En tal caso no habría lugar a la imposición de la multa, siempre y cuando se presentara el desistimiento dentro del término legal de los 20 días que se conceden para la sustentación del recurso. De otra parte, la procuradora judicial también contaba con la posibilidad de que previamente al vencimiento del término, adujera una razón atendible para no poder sustentar el recurso, pero al no realizarse tal actuación en el sublite, indiscutiblemente se produjo un desgaste innecesario de la administración de justicia. Así pues, al ser incuestionable que la finalidad perseguida con la “multa” que contempla el mencionado artículo 49 de la Ley 1395 de 2010, es la de evitar el uso irracional del aparato judicial, sancionando para ello “… la abusiva o irresponsable utilización de los medios de defensa judiciales…” (Sentencia C - 203/11 Corte Constitucional), de suerte que se garantice el cumplimiento de los principios de celeridad y eficiencia en las actuaciones judiciales, y en estas condiciones no hay lugar a la revocatoria de la misma. b) DE LA NULIDAD Las nulidades son vicios de carácter excepcional, en que puede incurrirse durante el trámite del proceso, que impiden su continuación. Por ese motivo son taxativas y solo pueden invocarse sobre los hechos y por las causales previa y expresamente contempladas en la ley.
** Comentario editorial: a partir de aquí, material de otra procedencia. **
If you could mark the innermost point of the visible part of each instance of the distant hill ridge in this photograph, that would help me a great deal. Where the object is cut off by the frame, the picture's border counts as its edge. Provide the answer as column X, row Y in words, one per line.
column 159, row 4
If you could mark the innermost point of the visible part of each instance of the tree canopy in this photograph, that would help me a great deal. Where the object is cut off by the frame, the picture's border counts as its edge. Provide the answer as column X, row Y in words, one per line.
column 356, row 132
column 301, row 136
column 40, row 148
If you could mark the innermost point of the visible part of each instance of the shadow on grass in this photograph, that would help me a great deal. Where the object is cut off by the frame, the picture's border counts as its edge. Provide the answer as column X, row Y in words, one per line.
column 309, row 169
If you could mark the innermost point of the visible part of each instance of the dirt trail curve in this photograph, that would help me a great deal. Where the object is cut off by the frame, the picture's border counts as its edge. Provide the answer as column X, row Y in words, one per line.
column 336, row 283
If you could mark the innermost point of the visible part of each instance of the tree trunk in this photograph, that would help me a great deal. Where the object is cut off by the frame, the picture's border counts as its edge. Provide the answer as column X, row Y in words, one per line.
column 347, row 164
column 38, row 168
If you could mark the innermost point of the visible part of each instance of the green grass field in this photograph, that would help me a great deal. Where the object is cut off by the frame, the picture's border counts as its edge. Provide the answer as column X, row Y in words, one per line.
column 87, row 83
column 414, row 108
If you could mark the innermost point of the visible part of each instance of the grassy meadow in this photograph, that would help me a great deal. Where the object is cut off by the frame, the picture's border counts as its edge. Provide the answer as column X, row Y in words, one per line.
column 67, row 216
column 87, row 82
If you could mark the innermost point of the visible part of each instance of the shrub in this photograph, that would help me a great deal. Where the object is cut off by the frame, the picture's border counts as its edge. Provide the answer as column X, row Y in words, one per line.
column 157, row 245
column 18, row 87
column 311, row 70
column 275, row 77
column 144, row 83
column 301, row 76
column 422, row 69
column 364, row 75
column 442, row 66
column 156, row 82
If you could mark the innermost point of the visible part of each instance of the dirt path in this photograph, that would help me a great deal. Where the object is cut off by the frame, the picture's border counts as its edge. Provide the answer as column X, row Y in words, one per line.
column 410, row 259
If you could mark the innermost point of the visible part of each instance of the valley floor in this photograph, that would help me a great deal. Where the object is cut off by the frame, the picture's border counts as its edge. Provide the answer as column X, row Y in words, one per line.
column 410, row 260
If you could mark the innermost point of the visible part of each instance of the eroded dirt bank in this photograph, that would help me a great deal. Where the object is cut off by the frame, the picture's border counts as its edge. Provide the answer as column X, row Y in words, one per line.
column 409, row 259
En ese orden, solo pueden proponerse las nulidades previstas en el artículo 140 del Código de Procedimiento Civil, aplicable al rito laboral por expresa remisión del artículo 145 del Código Procesal del Trabajo y la Seguridad Social. Adicionalmente, se admite que puede invocarse la nulidad constitucional prevista en el artículo 29 superior, que es la causal a la que precisamente acude la incidentante.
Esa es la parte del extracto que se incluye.